Since then, we have understood that these properties can be found everywhere. Fluids, such as gases and liquids were investigated to help us with pipes and drains, but in the wild, in their natural state, they become so much sexier. They make up the ever-changing climate (so relevant right now, isn’t it?), they make up stars, they make up nebula and even the whole observable cosmos can be taken to be a fluid! But it doesn’t end there, since with the discovery of quantum mechanics, we have applied the same thinking to fascinating new questions, which can explain a lot of microscopically generated, but macroscopically observed phenomena. What am I talking about? Well, magnetism, for example, is one of those which we will cover eventually (so, stay tuned). We can also explore a lot of the physics of the nuclei, and even go deep into the core of a star, and try to explain what can happen if the star feels extreme amounts of pressure from gravity.

But you know, it is very curious, that this way of thinking was also applied early on the life sciences, namely population science. It has been used to understand the dynamics of predators and preys, as well as to investigate the peaks of infectious diseases. However, one could also use it to understand, and maybe predict, the behaviour of evolutionary science, not on the level of individual species, but on the appearance, rise and extinction of groups of them, and how different events could, for example, trigger mass extinctions.

However, physics and biology are not the only areas affected by these thoughts. It turns out that you can apply these ideas to almost everything that is comprised of a collective.

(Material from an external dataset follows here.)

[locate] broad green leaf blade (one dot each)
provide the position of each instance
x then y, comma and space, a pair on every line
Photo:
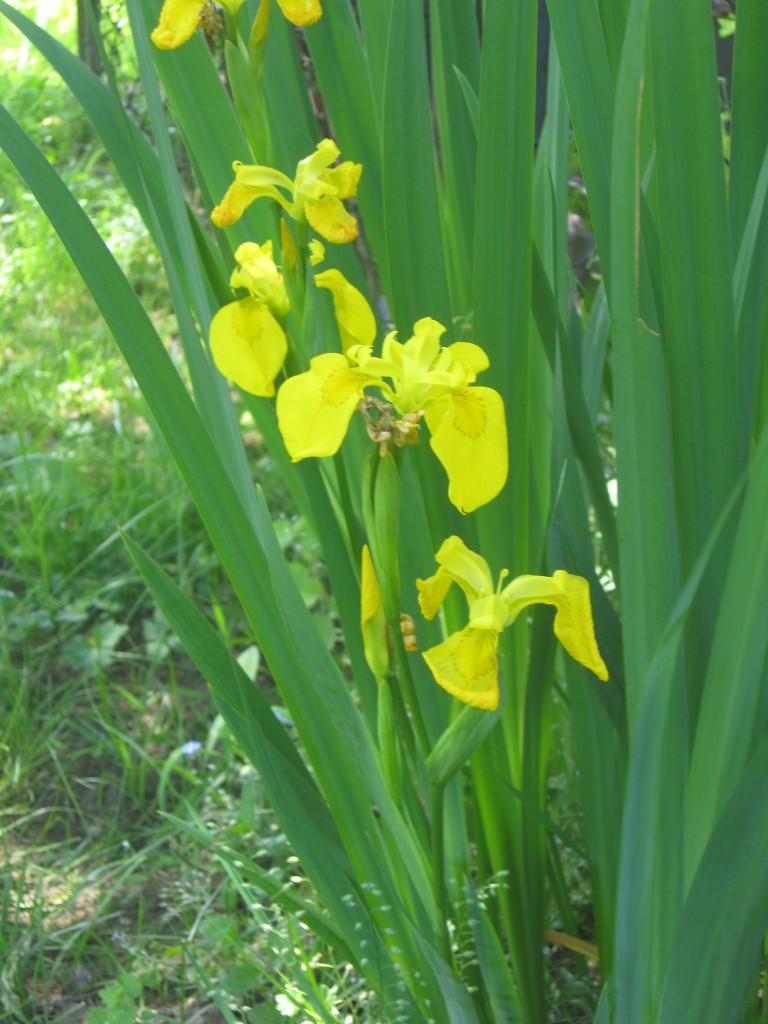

Using them, one can explore the bulk properties of society, such as investigating rises and falls of markets, riots, ideological movements, you name it! Once, I even saw a paper trying to understand the flow of attendants to a concert, explained with fluid mechanics. Basically, if you are interested in some part of society, with a bit of thought, it can be modelled.

So this is how we close this first installment, as a “collective” of fascinating and booming areas of research we can dig into, in order to better understand our universe, life, society, planet, climate. From this, we can see that from pure love of knowledge up to the purely applied, from the microscopic, to climate and astrophysics, and passing through your cup, we can safely assure you that many body physics, is everybody’s physics.